Société [5]
C/
URSSAF de Bourgogne
Expédition revêtue de la formule exécutoire délivrée le 29/08/24 à :
-Me SOULARD
C.C.C délivrées le 29/08/24 à :
-Me COLLOMB-LEFEVRE
-Société [5] (LRAR)
-URSSAF de Bourgogne(LRAR)
RÉPUBLIQUE FRANÇAISE - AU NOM DU PEUPLE FRANÇAIS
COUR D'APPEL DE DIJON
CHAMBRE SOCIALE
ARRÊT DU 29 AOUT 2024
MINUTE N°
N° RG 22/00429 - N° Portalis DBVF-V-B7G-F7HC
Décision déférée à la Cour : Jugement Au fond, origine Tribunal de Grande Instance de DIJON, décision attaquée en date du 24 Septembre 2019, enregistrée sous le n° 19/309
APPELANTE :
Société [5]
[Adresse 1]
[Localité 3]
représentée par Me Edith COLLOMB-LEFEVRE de la SCP AGUERA AVOCATS, avocat au barreau de LYON
INTIMÉE :
URSSAF de Bourgogne
[Adresse 4]
[Localité 2]
représenté par Me Florent SOULARD de la SCP SOULARD-RAIMBAULT, avocat au barreau de DIJON
COMPOSITION DE LA COUR :
En application des dispositions de l'article 945-1 du code de procédure civile, l'affaire a été débattue le 16 Avril 2024 en audience publique, les parties ne s'y étant pas opposées, devant Mme Katherine DIJOUX-GONTHIER, Conseiller chargé d'instruire l'affaire et qui a fait rapport. Ce magistrat a rendu compte des plaidoiries lors du délibéré, la Cour étant alors composée de :
Fabienne RAYON, Présidente de chambre,
Olivier MANSION, Président de chambre,
Katherine DIJOUX-GONTHIER, Conseiller,
GREFFIER LORS DES DÉBATS : Jennifer VAL,
ARRÊT : rendu contradictoirement,
PRONONCÉ par mise à disposition au greffe de la Cour, les parties en ayant été préalablement avisées dans les conditions prévues au deuxième alinéa de l'article 450 du code de procédure civile,
SIGNÉ par Fabienne RAYON, Présidente de chambre, et par Jennifer VAL, Greffière, à qui la minute de la décision a été remise par le magistrat signataire.
EXPOSE DU LITIGE
La société [5] (la société) a reçu une lettre d'observations adressée le 28 octobre 2015 puis une lettre rectifiée le 3 décembre 2015, après un contrôle diligenté par l'union de recouvrement des cotisations de la sécurité sociale et des allocations familiales de Bourgogne (l'URSSAF) portant sur les années 2012 à 2014.
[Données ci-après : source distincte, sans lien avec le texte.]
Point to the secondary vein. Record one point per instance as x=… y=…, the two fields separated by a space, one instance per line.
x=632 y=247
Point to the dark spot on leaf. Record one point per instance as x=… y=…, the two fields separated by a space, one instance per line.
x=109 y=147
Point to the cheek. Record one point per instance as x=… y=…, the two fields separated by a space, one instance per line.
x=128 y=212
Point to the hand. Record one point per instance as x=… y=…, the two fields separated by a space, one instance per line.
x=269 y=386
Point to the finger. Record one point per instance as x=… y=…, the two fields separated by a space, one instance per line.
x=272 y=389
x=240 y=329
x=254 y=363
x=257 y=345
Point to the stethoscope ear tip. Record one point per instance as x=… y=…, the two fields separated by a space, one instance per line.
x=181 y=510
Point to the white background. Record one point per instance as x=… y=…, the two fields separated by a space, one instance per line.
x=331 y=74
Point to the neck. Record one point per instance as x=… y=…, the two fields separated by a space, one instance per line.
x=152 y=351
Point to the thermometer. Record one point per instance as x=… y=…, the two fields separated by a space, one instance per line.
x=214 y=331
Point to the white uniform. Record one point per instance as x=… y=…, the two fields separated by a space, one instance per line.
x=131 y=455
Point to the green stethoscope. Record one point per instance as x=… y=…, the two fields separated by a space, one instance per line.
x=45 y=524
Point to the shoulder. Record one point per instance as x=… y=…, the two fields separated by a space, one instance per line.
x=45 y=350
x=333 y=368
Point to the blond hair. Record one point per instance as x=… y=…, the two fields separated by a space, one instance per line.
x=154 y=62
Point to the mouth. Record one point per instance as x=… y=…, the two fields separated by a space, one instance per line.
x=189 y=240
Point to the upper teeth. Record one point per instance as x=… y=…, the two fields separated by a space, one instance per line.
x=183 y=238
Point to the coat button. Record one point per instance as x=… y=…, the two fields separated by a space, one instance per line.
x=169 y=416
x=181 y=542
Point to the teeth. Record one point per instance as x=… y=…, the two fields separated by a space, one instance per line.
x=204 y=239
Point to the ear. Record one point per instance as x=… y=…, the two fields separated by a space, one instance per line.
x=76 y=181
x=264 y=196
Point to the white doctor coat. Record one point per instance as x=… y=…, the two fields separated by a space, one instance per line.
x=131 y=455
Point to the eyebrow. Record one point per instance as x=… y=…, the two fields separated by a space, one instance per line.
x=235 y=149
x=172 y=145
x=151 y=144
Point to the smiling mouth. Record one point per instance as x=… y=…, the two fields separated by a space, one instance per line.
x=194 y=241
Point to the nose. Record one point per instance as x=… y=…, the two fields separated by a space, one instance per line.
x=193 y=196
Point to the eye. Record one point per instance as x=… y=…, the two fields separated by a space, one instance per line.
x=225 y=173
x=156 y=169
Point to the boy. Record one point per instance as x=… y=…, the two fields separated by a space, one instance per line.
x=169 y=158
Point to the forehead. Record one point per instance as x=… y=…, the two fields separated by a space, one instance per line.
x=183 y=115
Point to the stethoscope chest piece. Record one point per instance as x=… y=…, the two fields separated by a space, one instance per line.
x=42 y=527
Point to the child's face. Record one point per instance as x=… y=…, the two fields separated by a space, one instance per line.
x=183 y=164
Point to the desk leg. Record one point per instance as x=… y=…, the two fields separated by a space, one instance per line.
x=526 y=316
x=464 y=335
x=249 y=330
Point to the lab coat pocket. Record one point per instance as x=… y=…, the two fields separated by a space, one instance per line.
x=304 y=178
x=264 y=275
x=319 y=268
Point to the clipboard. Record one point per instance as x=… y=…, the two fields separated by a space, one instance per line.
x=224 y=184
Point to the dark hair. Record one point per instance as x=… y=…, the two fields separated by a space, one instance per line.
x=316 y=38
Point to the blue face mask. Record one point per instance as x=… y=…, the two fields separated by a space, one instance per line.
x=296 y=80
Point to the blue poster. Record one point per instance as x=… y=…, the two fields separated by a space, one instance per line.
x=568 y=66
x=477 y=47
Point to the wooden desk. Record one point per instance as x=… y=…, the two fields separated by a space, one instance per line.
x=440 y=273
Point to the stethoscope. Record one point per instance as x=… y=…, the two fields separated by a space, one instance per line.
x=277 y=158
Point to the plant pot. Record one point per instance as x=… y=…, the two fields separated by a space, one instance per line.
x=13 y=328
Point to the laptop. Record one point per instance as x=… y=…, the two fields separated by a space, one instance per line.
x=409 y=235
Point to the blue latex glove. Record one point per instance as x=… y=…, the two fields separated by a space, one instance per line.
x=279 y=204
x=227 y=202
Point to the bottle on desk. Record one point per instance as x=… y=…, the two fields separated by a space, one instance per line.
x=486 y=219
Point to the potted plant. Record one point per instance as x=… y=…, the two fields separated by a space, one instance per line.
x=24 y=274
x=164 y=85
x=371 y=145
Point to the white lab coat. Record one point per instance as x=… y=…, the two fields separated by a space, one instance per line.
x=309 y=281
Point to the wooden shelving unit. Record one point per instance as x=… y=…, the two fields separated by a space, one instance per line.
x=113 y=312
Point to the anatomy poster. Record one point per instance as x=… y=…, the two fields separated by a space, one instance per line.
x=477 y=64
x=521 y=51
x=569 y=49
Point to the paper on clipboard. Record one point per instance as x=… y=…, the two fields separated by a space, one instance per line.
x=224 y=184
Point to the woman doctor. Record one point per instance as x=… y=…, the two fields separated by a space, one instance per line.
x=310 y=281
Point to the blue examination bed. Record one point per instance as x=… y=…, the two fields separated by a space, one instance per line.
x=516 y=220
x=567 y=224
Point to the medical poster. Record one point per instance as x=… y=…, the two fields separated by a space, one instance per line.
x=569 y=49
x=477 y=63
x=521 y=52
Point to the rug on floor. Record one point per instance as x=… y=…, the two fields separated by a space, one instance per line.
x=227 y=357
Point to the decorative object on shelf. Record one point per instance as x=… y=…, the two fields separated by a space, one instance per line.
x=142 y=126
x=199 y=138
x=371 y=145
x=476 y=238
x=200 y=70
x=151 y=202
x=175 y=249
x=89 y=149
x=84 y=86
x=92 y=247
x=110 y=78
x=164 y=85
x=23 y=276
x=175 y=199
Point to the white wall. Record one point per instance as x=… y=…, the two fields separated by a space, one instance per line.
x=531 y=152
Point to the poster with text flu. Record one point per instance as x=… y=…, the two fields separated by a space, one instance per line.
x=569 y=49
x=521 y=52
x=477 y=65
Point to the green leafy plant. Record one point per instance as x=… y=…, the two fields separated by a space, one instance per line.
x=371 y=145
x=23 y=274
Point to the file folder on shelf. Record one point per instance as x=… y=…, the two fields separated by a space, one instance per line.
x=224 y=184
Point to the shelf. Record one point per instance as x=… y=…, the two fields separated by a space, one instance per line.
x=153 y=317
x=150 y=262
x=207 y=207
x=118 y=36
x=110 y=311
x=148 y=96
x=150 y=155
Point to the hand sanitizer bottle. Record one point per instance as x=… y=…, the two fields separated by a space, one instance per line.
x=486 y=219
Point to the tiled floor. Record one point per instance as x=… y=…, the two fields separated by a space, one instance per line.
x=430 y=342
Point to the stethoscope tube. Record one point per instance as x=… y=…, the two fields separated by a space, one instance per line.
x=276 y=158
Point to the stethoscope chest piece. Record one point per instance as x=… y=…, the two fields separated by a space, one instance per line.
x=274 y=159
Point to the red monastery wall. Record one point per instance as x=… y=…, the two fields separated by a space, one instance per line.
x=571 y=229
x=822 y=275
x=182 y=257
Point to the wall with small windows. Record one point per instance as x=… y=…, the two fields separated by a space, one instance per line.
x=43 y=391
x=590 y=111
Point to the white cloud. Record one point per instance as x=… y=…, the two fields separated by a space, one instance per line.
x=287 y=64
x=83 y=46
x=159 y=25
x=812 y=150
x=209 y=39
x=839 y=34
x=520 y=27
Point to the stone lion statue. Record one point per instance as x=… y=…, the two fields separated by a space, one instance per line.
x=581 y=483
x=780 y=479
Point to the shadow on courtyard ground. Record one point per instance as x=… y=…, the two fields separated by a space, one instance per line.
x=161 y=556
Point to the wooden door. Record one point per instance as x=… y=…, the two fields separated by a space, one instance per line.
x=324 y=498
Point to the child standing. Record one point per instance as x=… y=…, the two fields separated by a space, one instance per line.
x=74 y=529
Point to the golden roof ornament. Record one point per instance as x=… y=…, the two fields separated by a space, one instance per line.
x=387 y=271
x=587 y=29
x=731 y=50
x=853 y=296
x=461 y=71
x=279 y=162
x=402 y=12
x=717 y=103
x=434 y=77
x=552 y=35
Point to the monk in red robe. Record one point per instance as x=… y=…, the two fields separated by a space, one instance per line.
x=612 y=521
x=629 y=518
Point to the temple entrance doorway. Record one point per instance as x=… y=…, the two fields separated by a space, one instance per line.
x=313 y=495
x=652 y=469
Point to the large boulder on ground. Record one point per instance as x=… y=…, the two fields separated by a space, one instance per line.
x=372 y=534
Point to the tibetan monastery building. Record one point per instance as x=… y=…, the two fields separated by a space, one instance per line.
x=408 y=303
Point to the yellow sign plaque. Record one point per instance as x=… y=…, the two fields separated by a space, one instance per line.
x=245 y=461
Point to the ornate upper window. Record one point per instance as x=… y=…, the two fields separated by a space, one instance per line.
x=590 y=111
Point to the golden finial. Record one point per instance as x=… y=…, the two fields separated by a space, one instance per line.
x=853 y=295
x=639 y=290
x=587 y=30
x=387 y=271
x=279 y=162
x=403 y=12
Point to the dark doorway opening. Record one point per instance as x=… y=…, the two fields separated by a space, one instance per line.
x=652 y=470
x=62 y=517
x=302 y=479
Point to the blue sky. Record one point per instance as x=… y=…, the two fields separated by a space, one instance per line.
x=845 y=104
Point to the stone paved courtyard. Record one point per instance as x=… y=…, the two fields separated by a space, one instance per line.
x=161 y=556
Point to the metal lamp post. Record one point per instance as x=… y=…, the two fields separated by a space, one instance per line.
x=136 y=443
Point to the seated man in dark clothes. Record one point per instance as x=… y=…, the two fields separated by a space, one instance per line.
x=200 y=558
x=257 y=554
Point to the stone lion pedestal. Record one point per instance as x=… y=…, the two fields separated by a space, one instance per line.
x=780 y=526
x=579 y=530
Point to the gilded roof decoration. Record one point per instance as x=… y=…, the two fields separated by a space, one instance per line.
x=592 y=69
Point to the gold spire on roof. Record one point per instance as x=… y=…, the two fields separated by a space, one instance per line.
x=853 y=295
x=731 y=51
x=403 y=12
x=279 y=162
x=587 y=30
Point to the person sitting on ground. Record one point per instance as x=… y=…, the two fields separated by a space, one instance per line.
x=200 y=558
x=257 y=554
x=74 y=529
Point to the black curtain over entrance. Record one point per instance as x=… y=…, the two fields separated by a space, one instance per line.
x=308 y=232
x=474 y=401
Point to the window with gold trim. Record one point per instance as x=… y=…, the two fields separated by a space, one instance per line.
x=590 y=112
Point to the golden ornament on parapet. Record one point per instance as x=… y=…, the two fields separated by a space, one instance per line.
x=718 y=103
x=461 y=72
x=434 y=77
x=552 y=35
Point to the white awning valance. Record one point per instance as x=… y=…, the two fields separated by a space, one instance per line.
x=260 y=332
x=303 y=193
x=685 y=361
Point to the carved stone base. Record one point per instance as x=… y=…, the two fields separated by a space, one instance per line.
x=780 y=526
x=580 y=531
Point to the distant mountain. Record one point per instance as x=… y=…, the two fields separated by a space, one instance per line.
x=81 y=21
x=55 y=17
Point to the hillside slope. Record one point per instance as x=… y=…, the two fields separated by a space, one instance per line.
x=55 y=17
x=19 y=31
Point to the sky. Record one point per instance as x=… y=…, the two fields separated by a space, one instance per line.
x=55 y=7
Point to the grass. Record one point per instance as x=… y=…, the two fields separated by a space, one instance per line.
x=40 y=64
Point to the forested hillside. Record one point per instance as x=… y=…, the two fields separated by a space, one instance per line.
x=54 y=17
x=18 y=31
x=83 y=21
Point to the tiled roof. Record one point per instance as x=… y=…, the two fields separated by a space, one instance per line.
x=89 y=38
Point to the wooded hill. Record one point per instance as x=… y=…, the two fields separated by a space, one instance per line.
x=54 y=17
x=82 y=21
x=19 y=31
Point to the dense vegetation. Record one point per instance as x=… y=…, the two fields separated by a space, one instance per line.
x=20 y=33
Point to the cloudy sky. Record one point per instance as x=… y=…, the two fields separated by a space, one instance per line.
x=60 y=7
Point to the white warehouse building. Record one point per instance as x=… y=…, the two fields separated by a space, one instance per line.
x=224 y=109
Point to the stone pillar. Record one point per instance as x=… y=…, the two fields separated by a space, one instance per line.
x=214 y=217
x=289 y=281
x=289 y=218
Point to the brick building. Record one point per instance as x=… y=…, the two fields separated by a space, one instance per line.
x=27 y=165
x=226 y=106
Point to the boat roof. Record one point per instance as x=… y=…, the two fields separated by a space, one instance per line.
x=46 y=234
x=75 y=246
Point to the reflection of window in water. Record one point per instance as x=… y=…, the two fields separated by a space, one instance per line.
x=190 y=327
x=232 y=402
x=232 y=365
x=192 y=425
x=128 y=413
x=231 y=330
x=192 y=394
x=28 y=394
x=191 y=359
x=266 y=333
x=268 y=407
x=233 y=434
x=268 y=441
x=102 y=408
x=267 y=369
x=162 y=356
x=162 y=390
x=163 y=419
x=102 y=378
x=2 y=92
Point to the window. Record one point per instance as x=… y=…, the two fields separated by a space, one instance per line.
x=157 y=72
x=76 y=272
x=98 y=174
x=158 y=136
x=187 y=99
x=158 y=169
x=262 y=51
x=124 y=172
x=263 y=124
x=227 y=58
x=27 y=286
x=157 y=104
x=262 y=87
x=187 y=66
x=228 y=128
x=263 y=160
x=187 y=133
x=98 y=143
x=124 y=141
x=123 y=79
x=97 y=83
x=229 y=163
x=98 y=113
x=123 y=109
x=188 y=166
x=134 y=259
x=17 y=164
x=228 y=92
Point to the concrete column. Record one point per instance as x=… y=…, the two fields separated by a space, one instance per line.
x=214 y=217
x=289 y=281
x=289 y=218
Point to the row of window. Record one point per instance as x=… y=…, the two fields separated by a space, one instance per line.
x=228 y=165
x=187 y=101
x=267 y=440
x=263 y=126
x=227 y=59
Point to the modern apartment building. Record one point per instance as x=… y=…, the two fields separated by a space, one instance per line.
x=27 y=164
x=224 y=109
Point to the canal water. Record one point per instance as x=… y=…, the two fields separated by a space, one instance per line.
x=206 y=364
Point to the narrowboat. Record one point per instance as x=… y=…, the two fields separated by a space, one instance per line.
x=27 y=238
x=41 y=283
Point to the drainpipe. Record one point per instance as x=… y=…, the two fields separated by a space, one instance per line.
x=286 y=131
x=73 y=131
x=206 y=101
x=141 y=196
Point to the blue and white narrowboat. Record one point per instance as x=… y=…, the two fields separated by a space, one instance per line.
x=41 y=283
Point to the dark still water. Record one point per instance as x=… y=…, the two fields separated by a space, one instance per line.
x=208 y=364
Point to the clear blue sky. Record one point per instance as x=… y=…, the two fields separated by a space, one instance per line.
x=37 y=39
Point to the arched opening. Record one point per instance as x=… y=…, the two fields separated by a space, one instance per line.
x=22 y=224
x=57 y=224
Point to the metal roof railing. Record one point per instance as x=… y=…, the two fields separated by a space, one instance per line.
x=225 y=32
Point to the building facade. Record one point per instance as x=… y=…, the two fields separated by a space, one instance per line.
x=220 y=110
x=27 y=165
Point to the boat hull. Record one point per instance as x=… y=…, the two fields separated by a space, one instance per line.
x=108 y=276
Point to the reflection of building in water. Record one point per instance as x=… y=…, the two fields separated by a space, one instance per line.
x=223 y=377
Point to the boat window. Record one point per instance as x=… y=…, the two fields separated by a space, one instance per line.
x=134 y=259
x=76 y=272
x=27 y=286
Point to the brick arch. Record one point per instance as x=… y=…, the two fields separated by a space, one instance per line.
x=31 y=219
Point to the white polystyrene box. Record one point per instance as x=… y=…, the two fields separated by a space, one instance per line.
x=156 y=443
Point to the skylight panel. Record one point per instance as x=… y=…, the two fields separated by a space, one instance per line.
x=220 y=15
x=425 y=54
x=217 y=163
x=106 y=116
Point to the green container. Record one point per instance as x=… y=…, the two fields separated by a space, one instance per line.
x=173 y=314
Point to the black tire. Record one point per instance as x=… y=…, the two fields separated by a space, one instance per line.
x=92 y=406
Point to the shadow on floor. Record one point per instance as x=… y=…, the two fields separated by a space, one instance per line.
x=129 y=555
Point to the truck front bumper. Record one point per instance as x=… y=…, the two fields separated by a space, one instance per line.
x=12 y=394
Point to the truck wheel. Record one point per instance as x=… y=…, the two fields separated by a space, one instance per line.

Une mise en demeure lui a été adressée le 16 décembre 2015 d'un montant de 18 490 euros, soit 16 024 euros au titre des cotisations, et 2 466 euros au titre des majorations de retard.
La commission de recours amiable a rejeté le recours de la société qui a saisi le pôle social du tribunal de grande instance de Dijon, en contestation du chef de redressement n°2 relatif à l'avantage en nature véhicule d'un montant de 6 933 euros.
Par jugement du 24 septembre 2019, le pôle social du tribunal de grande instance de Dijon a :
- déclaré le recours recevable;
- débouté la société de ses divers moyens;
- condamné la société à verser à l'URSSAF la somme de 2 458 euros,correspondant au solde de la mise en demeure du 16 décembre 2015;
- rejeté le surplus des demandes;
- condamné la société aux dépens.
Par déclaration enregistrée le 23 octobre 2019, la société a relevé appel de cette décision.
Par un arrêt en date du 12 mai 2022, la cour de céans prononce la radiation de l'affaire du rôle de la Cour.
Par avis de réinscription en date du 24 juin 2022, la cour de céans a procédé à la réinscription de l'affaire sous le n° RG 22/00429.
La société demande, aux termes de ses conclusions n°2 adressées le 12 février 2024 au conseil de l'intimé et à la cour, de :
- infirmer le jugement du tribunal de grande instance de Dijon ' pôle social du 24 septembre 2019,
- annuler le redressement opéré par l'URSSAF sur le point n°2 de la lettre d'observations du 28 octobre 2015 relatif aux avantages en nature véhicule ainsi que la mise en demeure subséquente,
- condamner l'URSSAF à la rembourser au titre du point n°2 de la lettre d'observations du 28 octobre 2015,
- condamner l'URSSAF à lui verser la somme de 2 000 € au titre de l'article 700 du code de procédure civile,
- débouter l'URSSAF de l'ensemble de ses demandes.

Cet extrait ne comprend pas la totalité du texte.